No la volvió a llamar, no le volvió a escribir. Ella se preocupó, sabía dónde estaba, pero no sabía sí aún se encontraba allá. Tomó el primer bus que salió del terminal.
Cuando la vio en el umbral, sonrió, tosió, le dolió el pecho, la miró a los ojos, ella se acostó a su lado, había dejado sus estudios que la agobiaban y debía hacer para terminar el año, y corrió a buscarlo. Le abrazó la cabeza, lo fundió en su pecho, le dijo que lo extrañaba, que lo pensó todos los días, que sintió en sus pulmones el dolor que él sentía y que como no volvió ni a llamarla, ni a escribirle, había venido.

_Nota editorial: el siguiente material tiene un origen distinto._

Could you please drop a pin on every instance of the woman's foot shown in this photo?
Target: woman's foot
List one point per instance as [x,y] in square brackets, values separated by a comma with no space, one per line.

Esa fue la primera noche que pasaron juntos, nunca lo habían hecho. Ella le cubrió con las sábanas, se acostó a su lado, le dio el aliento con su olor, le cuidó la asfixia, le dio un beso profundo que le tocó las fibras, le acarició el cabello y lo sintió dormir en su pecho.
Él durmió tranquilo, descansó, se le quitó la asfixia, la vio dormida a su lado, con el libro sobre el pecho, con el “cafecito”, como llamaba al computador de él, al lado y la profundidad, tranquilidad y alegría que solo ella tenía, irradiando en la casa.
Se paró de la cama, fue a la cocina, le hizo el desayuno, se lo llevó. Le dio un beso para despertarla, ella sonrió y lo miró. Le dijo un Te amo profundo, recibió una nota que él le escribió y sonrió a un más.
-¡Quiero despertar así contigo para siempre!-
Lo besó, se colgó a su cuello, él tosió, esta vez, por el beso, ya no le dolía el pecho.